After completing his PhD, Hernandez went on to work as a research scientist for the Center on Reinventing Public Education, where he provided quantitative expertise across a variety of projects. During that time he was selected to participate as a fellow with Insight Data Science, a program designed to train and support academics on a successful career transition into the data science field. This led him to his first job as a data scientist for the Community Center for Education Results (CCER). CCER supports the RoadMap Project, a group of organizations that work together to improve educational outcomes for students in seven school districts in south King County.

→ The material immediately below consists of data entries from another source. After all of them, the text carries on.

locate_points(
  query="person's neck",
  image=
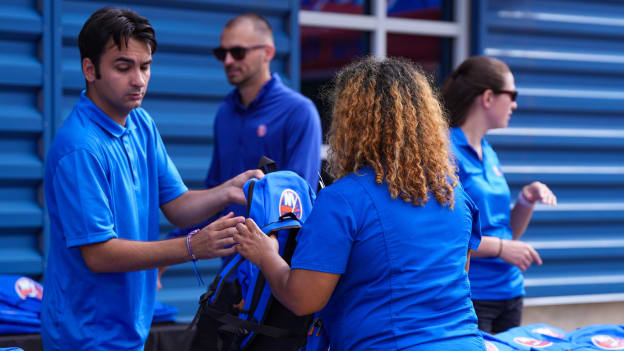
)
(474, 129)
(114, 115)
(249, 91)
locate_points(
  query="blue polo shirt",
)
(279, 123)
(102, 181)
(403, 283)
(491, 278)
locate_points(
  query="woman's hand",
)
(253, 244)
(538, 191)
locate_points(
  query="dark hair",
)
(387, 116)
(474, 76)
(260, 24)
(118, 24)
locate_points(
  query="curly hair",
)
(387, 116)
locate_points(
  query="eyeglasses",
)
(238, 52)
(513, 94)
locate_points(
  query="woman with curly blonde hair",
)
(382, 254)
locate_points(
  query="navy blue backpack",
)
(279, 203)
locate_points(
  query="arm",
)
(301, 291)
(514, 252)
(523, 210)
(119, 255)
(196, 205)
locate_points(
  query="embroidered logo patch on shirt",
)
(497, 170)
(608, 342)
(490, 347)
(290, 202)
(549, 332)
(538, 344)
(26, 287)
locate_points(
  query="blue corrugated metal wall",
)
(568, 61)
(23, 134)
(40, 81)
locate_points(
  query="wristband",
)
(189, 249)
(523, 201)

“They wanted someone who could make sense of the data, apply rigorous methodology, and be able to communicate those findings,” Hernandez said. “We were helping people on the ground connect data with educational outcomes so that they could make better decisions about how their programs are impacting their students.”

As a data scientist for CCER, Hernandez views students, parents, administrators and the community as clients, since they inform his approach to data science. Most of all, he values the connection he is able to make between the people who are represented in the data and how those findings can be used in supporting students at school and at home.

Now, Hernandez splits his time between the RoadMap Project and the UW eScience Institute. The mission of the eScience Institute is holistic, as it seeks to support intensive data discovery across all fields. This summer he will be a data science lead in their Data Science for Social Good program (DSSG).

In the future, Hernandez intends to continue researching data science methodology and their application on social science and education data. He recognizes that data science is traditionally siloed in the hard-science/technology sector and is curious to see how those methods can be leveraged to practically improve educational outcomes for all students.

“At the heart of data science is developing open source tools that address specific problems using data," Hernandez said. "I think that making data science methods more accessible across academia and the public/nonprofit sector will speed up the rate at which we can identify problems and find solutions. Making it possible for more people to take that approach to research is incredibly valuable.”